その中でも最高額を支援してくださっている方と、僕の友達のまるちゃん(幻冬舎の編集者箕輪厚介さんのトゥクトゥクのドライバーをやっている爽やかなイケメン)が、僕のいないところで実はあって話したことがあるよとまるちゃんが教えてくれました。
まるちゃんが言うには、「この人はここで終わっちゃダメな人だから支援してるんだ」と熱く語ってた。でもめちゃくちゃお金持ちだからってわけじゃないと思うで。すごいよな。と。

「解約したこのタイミングでこんな感動的なnoteォ!?」

 もちろんこのnoteには非常に感動しましたが、それ以上のいたたまれなさがありました……
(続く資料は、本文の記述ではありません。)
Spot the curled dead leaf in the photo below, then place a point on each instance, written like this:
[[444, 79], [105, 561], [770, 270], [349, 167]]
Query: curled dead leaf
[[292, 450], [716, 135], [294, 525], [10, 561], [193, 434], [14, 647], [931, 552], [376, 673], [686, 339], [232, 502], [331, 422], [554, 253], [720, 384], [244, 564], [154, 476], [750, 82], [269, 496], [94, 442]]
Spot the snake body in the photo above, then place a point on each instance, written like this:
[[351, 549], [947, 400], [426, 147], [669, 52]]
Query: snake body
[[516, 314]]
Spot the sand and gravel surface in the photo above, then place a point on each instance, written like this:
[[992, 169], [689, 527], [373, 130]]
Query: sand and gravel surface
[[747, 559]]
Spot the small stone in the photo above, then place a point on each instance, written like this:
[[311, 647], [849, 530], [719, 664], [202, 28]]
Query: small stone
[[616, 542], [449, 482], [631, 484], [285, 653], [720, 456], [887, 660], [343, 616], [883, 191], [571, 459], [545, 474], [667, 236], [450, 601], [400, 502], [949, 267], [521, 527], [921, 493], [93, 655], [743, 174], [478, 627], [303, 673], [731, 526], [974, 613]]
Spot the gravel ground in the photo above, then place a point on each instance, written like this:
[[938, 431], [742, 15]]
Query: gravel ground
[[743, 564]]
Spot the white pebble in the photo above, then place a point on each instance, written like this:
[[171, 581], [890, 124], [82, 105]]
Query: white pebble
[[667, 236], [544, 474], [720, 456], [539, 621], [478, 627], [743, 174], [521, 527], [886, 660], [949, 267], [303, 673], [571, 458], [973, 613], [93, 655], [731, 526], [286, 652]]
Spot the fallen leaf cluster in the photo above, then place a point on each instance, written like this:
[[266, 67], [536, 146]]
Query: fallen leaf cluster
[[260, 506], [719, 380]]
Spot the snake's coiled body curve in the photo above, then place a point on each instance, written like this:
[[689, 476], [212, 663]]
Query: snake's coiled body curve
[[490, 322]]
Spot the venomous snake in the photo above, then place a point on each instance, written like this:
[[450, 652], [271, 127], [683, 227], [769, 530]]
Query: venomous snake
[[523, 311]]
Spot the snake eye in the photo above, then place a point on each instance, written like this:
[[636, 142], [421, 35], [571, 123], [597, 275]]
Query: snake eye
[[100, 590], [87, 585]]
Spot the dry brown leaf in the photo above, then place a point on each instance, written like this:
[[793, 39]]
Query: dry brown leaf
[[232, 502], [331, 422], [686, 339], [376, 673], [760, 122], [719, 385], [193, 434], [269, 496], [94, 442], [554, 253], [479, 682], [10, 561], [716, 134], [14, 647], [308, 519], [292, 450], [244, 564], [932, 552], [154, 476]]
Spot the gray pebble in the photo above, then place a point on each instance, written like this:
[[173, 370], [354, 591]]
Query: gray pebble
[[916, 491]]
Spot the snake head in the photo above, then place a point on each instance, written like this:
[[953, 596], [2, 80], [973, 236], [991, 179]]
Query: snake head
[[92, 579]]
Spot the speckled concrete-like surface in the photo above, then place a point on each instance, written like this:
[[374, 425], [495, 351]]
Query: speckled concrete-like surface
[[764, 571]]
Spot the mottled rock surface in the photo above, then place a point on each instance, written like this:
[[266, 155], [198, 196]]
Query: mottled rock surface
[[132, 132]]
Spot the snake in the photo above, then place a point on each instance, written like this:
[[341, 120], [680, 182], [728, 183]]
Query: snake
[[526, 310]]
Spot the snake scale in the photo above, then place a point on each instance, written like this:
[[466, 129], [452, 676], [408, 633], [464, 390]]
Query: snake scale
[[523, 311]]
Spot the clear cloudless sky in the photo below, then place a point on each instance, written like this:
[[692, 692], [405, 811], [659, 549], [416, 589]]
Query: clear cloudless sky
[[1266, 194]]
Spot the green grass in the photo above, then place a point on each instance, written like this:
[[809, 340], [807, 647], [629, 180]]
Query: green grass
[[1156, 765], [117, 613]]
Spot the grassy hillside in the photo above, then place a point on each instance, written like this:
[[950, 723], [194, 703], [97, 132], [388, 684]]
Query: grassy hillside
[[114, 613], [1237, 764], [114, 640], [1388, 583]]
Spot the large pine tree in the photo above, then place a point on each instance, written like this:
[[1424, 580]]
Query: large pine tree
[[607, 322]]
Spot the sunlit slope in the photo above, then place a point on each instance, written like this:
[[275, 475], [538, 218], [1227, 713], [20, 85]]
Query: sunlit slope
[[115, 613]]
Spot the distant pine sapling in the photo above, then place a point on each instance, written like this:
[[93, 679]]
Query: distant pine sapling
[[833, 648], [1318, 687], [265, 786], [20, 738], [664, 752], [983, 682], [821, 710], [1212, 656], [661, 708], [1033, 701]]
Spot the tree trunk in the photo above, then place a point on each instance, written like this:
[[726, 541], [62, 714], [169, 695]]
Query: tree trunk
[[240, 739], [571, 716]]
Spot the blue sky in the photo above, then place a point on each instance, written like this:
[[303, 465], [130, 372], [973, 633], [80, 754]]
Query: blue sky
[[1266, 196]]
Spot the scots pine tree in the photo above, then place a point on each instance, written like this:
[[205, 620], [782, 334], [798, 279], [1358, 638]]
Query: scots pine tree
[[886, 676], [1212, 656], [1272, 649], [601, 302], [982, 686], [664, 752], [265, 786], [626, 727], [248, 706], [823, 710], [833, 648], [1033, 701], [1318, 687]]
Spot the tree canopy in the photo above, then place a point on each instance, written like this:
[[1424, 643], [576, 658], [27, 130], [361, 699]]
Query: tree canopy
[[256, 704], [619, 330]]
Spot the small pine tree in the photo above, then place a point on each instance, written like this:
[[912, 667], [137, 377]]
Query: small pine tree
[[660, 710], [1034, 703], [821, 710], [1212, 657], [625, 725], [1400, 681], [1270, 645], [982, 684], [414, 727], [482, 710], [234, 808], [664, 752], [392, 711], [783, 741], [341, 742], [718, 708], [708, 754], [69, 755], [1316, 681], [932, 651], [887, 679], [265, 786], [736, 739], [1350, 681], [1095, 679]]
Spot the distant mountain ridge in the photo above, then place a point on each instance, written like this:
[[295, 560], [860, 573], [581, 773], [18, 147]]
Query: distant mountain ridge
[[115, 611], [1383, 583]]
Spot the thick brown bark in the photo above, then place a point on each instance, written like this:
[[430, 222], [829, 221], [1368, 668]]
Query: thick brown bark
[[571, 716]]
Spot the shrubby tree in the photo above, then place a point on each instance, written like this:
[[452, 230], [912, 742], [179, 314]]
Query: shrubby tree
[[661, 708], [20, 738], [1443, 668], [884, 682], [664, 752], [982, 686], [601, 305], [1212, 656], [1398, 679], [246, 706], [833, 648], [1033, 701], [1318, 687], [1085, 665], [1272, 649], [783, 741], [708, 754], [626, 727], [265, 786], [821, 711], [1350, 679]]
 この一連の流れ、やはり私の「贈られ感度」の高さがキモになってきます。

 500円でいいところをわざわざ5000円突っ込んだのは、見栄でもなんでもありませんでした。(今は多分、過去に支援していた金額からかどうしても見栄が入り込んでしまう)

 無料マンガから大きな感情を「贈られた」、それが勘違いであれそうでないであれ、私は「これが無料とかおかしい、間違ってる、さらに言えば500円ではまったく充分ではない」、そう感じたのです。

 無職に月5000円支払わせる、贈与のパワー。実に恐ろしく、そして頼もしい力です。

 もちろんこーのさんも、後にkindleインディーズマンガ大賞を受賞するくらい素晴らしい実力の持ち主です。しかし、彼のマンガを最初から500円のコミックスなど有料で購入していたら、「は~~むちゃくちゃ感動したわ~~」だけで終わっていたでしょう。

 まず最初に贈与があり、贈られ感度の高い自分がどっさりと返したくなる。構造上の現象だとは思いますが、26年という短い人生の中でもかなり興味深い出来事でした。